Registration: Add to mcp-tools/index.ts exports and mcp-client.ts registerTools().

Phase 3: Stop Hook Integration

File: v3/@claude-flow/cli/src/hooks/autopilot-stop-hook.ts

The stop hook is the critical integration point. It runs when an agent or the main Claude session attempts to end:

typescript

// Pseudocode for the stop hook
async function autopilotStopHook(context: StopHookContext): Promise<StopHookResult> {
  // 1. Check if autopilot is enabled
  const config = loadAutopilotConfig();
  if (!config.enabled) return { allowStop: true };

  // 2. Check safety limits
  const state = loadAutopilotState();
  if (state.iterations >= config.maxIterations) {
    logEvent('max-iterations-reached', state);
    return { allowStop: true, reason: `Max iterations (${config.maxIterations}) reached` };
  }
  if (Date.now() - state.startTime > config.timeoutMinutes * 60000) {
    logEvent('timeout-reached', state);
    return { allowStop: true, reason: `Timeout (${config.timeoutMinutes}min) reached` };
  }

  // 3. Discover tasks from all sources
  const tasks = await discoverTasks(config.taskSources);
  const incomplete = tasks.filter(t => !isTerminal(t.status));

  if (incomplete.length === 0) {
    // All done — record success and allow stop
    await learning.recordTaskCompletion({
      taskId: state.sessionId,
      subject: `Session completion: ${tasks.length} tasks`,
      status: 'completed',
      iterations: state.iterations,
      durationMs: Date.now() - state.startTime,
    });
    await learning.endSwarmTrajectory({ completed: tasks.length, total: tasks.length });
    logEvent('all-tasks-complete', { total: tasks.length, iterations: state.iterations });
    return { allowStop: true };
  }

  // 4. Tasks remain — build re-engagement context
  state.iterations++;
  saveAutopilotState(state);

  const reEngagement = await learning.getReEngagementContext(
    incomplete.map(t => ({ subject: t.subject, status: t.status }))
  );

  await learning.recordIterationStep(
    { completed: tasks.length - incomplete.length, total: tasks.length, iterations: state.iterations, progress: (tasks.length - incomplete.length) / tasks.length },
    []  // drift signals
  );

  logEvent('re-engaging', {
    iteration: state.iterations,
    completed: tasks.length - incomplete.length,
    remaining: incomplete.length,
    confidence: reEngagement.confidence,
  });

  // 5. Build continuation prompt
  const prompt = buildReEngagementPrompt(incomplete, reEngagement, state);

  return {
    allowStop: false,
    continueWith: prompt,
    reason: `${incomplete.length}/${tasks.length} tasks remaining (iteration ${state.iterations}/${config.maxIterations})`,
  };
}

Hook registration: Add to .claude/settings.json via init command:

json

{
  "hooks": {
    "Stop": [
      {
        "matcher": "",
        "hooks": [
          {
            "type": "command",
            "command": "npx claude-flow@latest hooks autopilot-check"
          }
        ]
      }
    ]
  }
}

Phase 4: CLAUDE.md Autopilot Instructions

File: v3/@claude-flow/cli/src/init/executor.ts

When npx claude-flow init runs, inject autopilot behavioral instructions into the generated CLAUDE.md:

markdown

## Autopilot: Persistent Task Completion

This project uses autopilot for persistent swarm completion.
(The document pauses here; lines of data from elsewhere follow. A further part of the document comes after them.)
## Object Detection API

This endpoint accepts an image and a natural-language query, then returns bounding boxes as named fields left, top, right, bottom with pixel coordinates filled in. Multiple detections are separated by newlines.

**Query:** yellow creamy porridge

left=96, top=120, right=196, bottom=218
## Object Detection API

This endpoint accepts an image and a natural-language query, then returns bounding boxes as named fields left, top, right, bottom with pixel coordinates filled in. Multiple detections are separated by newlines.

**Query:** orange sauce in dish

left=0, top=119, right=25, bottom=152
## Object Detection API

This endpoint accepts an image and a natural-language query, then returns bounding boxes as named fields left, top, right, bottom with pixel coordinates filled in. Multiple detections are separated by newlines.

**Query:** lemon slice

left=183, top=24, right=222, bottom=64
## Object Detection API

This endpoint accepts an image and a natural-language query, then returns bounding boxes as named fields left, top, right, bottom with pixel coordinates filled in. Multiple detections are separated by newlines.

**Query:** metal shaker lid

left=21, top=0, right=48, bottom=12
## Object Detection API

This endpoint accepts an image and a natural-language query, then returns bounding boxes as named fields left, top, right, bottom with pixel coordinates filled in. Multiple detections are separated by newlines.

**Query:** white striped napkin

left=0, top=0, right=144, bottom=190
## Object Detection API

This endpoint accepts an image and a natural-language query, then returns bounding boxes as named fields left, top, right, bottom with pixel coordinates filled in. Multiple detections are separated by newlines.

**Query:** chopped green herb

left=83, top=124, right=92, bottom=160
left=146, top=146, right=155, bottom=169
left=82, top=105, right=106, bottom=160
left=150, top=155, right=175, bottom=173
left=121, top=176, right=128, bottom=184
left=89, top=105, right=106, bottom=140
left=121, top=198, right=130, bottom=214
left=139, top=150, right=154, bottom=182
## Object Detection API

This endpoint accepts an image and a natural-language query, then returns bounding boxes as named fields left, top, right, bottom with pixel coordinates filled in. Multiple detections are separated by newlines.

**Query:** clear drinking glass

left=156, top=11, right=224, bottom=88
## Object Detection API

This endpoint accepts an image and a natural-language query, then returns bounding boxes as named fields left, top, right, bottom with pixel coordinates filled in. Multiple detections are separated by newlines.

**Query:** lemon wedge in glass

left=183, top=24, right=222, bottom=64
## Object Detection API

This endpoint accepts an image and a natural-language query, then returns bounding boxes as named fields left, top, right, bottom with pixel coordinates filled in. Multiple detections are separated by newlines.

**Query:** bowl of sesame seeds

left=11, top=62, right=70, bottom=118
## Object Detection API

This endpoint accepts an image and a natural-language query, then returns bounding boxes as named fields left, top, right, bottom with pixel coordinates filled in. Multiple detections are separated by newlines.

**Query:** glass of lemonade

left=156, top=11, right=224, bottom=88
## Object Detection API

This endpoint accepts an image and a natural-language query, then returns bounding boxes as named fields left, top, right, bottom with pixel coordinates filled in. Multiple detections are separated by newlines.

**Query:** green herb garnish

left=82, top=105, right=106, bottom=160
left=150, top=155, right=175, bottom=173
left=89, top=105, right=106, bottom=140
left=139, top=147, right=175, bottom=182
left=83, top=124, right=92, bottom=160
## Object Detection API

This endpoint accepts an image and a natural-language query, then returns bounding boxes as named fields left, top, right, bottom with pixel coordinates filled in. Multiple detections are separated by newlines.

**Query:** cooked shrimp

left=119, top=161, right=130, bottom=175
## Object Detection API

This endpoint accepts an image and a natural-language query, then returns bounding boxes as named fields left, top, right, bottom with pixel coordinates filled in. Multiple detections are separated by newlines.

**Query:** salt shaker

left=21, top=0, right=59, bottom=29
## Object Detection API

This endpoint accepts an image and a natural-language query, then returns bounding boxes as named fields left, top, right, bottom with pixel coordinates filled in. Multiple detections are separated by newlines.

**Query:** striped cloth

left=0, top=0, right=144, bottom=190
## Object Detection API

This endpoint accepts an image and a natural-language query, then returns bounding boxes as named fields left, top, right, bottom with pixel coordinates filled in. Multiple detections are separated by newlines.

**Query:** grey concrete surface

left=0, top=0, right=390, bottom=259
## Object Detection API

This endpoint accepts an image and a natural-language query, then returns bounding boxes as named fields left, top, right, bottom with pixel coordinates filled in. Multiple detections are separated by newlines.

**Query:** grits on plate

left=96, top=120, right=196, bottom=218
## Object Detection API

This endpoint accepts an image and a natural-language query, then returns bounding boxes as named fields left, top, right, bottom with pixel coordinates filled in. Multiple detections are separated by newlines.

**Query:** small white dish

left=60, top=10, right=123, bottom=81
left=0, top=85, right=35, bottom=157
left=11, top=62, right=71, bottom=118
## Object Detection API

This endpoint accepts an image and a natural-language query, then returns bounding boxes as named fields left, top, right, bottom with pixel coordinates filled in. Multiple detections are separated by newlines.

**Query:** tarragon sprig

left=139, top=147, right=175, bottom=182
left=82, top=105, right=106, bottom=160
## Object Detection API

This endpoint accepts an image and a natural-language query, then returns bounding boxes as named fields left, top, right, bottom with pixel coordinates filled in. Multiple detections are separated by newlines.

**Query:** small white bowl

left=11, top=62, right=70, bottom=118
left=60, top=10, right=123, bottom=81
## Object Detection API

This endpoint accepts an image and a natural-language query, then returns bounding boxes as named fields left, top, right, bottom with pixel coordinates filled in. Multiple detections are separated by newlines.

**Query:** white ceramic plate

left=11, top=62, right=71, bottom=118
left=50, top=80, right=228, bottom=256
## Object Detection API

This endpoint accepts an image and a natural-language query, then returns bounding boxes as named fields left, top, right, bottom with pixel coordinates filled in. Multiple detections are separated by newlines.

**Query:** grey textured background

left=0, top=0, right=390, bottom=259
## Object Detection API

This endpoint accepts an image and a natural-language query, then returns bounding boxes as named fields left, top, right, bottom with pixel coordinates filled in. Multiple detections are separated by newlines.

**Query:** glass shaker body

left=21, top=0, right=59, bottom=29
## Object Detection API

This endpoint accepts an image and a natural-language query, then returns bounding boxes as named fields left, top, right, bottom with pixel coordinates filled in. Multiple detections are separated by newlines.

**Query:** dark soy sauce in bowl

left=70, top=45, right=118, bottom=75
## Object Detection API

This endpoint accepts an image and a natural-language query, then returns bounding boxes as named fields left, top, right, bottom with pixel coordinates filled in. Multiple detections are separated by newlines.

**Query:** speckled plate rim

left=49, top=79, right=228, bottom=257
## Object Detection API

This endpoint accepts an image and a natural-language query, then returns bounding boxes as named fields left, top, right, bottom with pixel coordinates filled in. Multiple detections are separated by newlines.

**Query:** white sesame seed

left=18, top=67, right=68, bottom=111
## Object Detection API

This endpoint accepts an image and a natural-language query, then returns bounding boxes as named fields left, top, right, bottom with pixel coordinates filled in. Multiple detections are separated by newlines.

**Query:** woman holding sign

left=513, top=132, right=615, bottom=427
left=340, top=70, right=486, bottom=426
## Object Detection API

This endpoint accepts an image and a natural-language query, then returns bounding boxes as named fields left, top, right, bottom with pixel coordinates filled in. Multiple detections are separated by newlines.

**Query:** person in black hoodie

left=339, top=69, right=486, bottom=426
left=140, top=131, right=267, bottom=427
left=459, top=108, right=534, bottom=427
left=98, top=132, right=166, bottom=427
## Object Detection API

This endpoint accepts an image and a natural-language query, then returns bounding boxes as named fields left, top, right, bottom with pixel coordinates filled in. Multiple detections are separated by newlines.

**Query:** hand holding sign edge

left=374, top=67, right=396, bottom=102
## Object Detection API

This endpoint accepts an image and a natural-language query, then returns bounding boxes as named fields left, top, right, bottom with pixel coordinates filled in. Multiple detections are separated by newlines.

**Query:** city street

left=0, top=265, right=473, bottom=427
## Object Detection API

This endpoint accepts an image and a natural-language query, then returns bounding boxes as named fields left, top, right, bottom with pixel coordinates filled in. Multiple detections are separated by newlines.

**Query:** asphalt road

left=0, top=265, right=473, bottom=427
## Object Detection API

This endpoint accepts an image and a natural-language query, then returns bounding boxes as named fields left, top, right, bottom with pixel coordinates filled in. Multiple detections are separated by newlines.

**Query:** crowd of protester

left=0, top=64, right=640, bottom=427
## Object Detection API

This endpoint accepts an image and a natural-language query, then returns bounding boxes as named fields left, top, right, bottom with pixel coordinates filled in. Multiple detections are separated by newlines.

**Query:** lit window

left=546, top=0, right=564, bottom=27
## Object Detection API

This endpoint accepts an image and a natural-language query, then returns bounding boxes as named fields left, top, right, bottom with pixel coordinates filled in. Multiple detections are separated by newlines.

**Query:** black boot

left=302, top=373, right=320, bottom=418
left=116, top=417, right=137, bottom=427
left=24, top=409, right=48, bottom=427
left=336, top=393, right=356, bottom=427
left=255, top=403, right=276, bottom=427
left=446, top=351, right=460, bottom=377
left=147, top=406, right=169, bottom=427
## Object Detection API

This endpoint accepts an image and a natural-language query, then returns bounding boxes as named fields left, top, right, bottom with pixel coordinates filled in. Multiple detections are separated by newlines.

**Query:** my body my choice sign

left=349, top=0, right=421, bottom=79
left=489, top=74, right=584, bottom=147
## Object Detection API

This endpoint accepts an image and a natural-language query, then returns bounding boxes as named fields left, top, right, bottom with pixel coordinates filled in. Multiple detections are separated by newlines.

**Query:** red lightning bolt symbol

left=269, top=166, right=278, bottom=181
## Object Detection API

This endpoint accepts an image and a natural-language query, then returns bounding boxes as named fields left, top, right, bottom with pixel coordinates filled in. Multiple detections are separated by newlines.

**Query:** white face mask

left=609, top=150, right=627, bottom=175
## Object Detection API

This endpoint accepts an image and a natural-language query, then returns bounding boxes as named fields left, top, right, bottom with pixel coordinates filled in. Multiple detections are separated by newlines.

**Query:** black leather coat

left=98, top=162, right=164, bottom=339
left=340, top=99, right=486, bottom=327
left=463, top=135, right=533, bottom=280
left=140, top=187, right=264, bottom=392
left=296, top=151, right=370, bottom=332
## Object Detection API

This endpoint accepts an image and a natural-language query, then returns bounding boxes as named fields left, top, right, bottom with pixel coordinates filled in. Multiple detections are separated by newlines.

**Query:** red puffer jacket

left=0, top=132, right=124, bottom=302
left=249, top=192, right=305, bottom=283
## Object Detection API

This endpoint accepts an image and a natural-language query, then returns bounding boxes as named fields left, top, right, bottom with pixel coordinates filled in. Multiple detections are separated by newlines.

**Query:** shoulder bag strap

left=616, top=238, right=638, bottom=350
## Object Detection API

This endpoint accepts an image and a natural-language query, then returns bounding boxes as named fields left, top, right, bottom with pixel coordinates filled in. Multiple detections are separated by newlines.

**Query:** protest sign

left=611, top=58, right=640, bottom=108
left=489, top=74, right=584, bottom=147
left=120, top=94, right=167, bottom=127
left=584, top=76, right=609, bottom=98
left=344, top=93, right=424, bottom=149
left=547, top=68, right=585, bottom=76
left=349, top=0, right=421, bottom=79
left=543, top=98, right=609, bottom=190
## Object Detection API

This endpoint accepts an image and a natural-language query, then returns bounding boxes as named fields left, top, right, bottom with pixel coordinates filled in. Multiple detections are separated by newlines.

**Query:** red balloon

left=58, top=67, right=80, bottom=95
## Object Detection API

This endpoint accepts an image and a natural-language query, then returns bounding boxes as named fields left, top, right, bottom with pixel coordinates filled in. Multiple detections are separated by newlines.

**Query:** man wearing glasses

When enabled:

1. **Do not stop early**: Continue working until ALL tasks in the task list are complete
2. **Check task status**: Before finishing, verify every task is marked `completed`
3. **Re-engage on incomplete**: If tasks remain, continue working on them
4. **Report progress**: Periodically report completion percentage

### Autopilot Commands
- `npx claude-flow autopilot status` — Check current progress
- `npx claude-flow autopilot enable` — Enable persistent completion
- `npx claude-flow autopilot disable` — Disable (allow early stop)
- `npx claude-flow autopilot predict` — Get AI-recommended next action

Phase 5: agentic-flow Export Fix

File: agentic-flow/src/coordination/index.ts (in agentic-flow repo)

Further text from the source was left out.